As pointed out above, the dispersant compositions of the present invention are more effective in providing high temperature piston cleaning performance than the dispersant compositions used in the most recently known strong diesel lubricants. The composition comprises a succinimide dispersant of the same type as component a) above except that its molar ratio of (i) to (ii) is 2: 1 as required according to the invention instead of about 1.85 or less; and It consists of component b. To evaluate hot piston cleaning performance, the standard Caterpillar 1K method is used. When used as a dispersant in three cases in a SAE 15W-40 heavy engine oil formulation that meets the requirements of API classification CE, the prior art dispersants show three failing results in the Caterpillar 1K engine test method.

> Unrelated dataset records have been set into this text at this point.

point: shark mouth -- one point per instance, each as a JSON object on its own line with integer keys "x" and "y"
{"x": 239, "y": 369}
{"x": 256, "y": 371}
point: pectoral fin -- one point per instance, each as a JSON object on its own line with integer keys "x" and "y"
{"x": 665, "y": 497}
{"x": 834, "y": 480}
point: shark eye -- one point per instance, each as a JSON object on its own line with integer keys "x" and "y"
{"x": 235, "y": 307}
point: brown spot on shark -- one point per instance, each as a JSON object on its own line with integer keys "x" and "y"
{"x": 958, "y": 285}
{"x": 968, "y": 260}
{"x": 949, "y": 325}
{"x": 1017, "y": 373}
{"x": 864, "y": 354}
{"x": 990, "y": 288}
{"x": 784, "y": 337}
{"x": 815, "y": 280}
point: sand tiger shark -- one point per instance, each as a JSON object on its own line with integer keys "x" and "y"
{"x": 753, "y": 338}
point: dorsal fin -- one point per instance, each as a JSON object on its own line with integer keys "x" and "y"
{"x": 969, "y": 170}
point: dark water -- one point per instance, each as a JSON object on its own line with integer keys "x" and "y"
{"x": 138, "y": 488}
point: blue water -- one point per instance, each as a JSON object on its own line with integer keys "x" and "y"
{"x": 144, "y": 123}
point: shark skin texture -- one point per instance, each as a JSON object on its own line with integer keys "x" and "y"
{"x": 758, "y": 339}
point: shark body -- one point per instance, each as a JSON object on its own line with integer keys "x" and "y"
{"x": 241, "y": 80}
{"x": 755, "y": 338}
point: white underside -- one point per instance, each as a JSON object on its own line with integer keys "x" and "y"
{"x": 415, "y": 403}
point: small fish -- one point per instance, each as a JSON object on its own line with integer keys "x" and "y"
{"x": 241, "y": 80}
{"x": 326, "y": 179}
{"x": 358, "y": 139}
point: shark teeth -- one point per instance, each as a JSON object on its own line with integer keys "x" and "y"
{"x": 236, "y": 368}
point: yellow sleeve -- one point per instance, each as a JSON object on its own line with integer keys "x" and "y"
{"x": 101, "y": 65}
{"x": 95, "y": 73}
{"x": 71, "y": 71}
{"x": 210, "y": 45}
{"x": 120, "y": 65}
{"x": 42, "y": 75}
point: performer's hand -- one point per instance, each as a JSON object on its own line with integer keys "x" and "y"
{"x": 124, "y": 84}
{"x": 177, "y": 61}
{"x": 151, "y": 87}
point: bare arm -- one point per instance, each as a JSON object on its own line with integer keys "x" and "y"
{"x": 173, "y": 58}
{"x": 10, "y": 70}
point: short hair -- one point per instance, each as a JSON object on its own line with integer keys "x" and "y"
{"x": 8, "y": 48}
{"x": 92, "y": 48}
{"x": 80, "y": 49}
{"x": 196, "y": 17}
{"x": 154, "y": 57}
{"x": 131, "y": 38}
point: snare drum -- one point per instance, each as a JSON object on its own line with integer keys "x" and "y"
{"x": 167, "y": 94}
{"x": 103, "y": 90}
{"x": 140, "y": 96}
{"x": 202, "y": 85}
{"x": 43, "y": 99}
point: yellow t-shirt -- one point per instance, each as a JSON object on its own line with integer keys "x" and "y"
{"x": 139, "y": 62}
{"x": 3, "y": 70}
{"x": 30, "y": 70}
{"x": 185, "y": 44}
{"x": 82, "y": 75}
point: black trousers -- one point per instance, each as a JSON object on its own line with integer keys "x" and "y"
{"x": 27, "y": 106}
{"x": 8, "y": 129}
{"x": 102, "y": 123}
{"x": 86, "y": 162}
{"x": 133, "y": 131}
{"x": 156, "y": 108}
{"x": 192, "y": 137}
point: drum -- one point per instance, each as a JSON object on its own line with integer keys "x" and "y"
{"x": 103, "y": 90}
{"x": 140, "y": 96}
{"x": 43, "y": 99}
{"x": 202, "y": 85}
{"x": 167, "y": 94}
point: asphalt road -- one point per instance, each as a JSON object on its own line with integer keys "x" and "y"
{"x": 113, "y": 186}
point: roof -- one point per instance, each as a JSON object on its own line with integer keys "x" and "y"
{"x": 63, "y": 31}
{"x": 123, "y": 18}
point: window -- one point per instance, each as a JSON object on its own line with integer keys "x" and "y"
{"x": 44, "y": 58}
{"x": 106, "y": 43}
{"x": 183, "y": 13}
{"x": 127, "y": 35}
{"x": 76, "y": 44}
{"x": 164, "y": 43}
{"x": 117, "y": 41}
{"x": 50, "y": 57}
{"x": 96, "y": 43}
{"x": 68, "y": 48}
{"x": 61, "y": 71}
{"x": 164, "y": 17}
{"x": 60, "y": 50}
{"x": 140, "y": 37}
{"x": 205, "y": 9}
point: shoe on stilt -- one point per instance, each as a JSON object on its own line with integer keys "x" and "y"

By contrast, as indicated in Table IV, all four different SAE 15W-40 powerful engine oils of the present invention, in which the dispersant is the dispersant composition of the present invention, all pass the Caterpillar 1K engine test. All the above test data is summarized by reference in Table VII and used as the following abbreviation:

TGF is top groove filling, up to%,

WTD is weighted total dimerite;

TLHC is Top Land Heavy Carbon,%;

OC is oil consumption, g / Kw-hour.

As used herein, the term oil-soluble means that the material discussed at 20 C is sufficiently soluble in the selected base oil to reach a minimum concentration above that required for the material under investigation to have its desired function. . Preferably the material has a substantially higher solubility in the base oil than above. However, the material does not need to be dissolved in the base oil in all parts. All of the above mentioned US patent documents of the present invention are fully incorporated by reference.

Claims (15)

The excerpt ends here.